The Distributed Cloud Compute Framework (DCCF) is a scalable distributed computing framework tailored for the cloud. More specifically, it is a Kubernetes-based architecture for running custom asynchronous dockerized tasks in a Docker-In-Docker environment.
DCCF was created as a personal project by prokopchukdim to learn more about distributed systems, stateless APIs, containerization, event-based architectures, Docker, and scalable Kubernetes deployments. Using DCCF, clients can upload a Dockerfile and any files needed by that Dockerfile to a REST API. DCCF will build and run that Docker image, and once the image exits, the resulting files will be available for retrieval through a REST API.
Task Manager pods, also known as the Master API, contain a RESTful API for uploading & monitoring tasks, as well as retrieving results. The Master API is responsible for uploading task files and information to a PostgreSQL DB, and queueing up the task by ID to a Kafka Topic. Task Manager pods are easily horizontally scalable.

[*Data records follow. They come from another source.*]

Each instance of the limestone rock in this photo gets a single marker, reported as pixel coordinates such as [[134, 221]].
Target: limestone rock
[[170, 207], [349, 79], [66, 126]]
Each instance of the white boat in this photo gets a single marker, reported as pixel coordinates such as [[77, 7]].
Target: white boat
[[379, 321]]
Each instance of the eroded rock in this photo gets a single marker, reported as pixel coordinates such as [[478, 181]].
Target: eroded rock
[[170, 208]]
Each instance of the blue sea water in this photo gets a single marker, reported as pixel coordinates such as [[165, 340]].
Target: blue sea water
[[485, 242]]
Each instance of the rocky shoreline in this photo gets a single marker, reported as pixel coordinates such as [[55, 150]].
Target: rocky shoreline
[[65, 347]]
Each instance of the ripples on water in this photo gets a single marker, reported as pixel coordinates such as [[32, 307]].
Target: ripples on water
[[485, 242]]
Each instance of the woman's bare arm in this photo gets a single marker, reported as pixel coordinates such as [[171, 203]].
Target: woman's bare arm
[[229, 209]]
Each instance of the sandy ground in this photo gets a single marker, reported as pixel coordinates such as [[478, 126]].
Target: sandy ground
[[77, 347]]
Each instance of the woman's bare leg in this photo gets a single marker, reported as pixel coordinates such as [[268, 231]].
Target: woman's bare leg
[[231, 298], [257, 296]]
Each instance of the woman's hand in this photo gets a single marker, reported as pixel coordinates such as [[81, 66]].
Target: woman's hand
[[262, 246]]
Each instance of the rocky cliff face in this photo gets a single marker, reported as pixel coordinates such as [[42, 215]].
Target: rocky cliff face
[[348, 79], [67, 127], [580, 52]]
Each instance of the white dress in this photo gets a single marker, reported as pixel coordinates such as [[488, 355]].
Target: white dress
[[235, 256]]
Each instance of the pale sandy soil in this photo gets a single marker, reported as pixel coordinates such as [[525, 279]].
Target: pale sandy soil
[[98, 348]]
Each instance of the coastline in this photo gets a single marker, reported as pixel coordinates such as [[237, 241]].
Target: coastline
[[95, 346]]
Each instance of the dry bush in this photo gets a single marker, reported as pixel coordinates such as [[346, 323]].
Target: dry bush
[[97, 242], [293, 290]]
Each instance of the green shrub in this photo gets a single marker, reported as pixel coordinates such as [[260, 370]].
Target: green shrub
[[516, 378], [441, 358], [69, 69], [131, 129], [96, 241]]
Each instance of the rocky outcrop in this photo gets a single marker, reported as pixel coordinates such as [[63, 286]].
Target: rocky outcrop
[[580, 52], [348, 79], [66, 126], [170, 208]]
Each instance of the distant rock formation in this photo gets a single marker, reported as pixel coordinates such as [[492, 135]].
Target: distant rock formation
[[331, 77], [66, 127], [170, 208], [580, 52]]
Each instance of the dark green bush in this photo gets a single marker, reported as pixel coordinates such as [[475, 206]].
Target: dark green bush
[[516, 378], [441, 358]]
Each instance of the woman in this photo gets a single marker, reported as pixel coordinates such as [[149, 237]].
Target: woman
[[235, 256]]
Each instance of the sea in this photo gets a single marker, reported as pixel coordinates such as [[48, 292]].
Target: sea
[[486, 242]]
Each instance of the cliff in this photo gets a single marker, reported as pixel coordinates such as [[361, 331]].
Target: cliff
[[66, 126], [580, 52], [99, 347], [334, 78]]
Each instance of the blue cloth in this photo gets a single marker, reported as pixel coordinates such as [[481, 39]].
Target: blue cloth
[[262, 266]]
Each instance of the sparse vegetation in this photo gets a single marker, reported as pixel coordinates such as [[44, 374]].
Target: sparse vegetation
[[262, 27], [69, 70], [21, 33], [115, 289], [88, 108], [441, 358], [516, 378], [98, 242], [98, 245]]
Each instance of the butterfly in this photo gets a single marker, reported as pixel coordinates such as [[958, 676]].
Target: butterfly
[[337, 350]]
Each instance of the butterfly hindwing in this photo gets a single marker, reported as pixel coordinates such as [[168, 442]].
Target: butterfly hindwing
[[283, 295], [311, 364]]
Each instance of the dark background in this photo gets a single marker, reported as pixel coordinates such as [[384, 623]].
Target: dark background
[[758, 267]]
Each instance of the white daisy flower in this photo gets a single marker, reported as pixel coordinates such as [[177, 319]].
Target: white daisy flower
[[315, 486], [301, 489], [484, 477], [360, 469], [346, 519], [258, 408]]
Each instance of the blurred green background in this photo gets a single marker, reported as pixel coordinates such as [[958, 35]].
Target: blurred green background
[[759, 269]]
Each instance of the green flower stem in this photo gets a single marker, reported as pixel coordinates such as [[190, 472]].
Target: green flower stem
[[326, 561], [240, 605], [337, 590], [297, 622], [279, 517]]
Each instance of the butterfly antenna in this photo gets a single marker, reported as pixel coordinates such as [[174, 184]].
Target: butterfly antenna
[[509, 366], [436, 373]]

Task are queued up using an Apache Kafka cluster. Each broker is a separate Kubernetes pod managed by Kafka KRaft, and for fault tolerance all pods are responsible for managing one synchronized topic. The Kafka cluster can be horizontally scaled with more brokers.
Each worker pod acts as a Kafka consumer through a Springboot application. Once a task is consumed from the queue, the consuming worker is responsible for retrieving the relevant task files from PostgreSQL, updating task status in PostgreSQL, mounting and executing the dockerized task using a Docker-In-Docker architecture, and returning logs and output files to PostgreSQL. These results can then be monitored by clients through the master API. Worker pods are also horizontally scalable.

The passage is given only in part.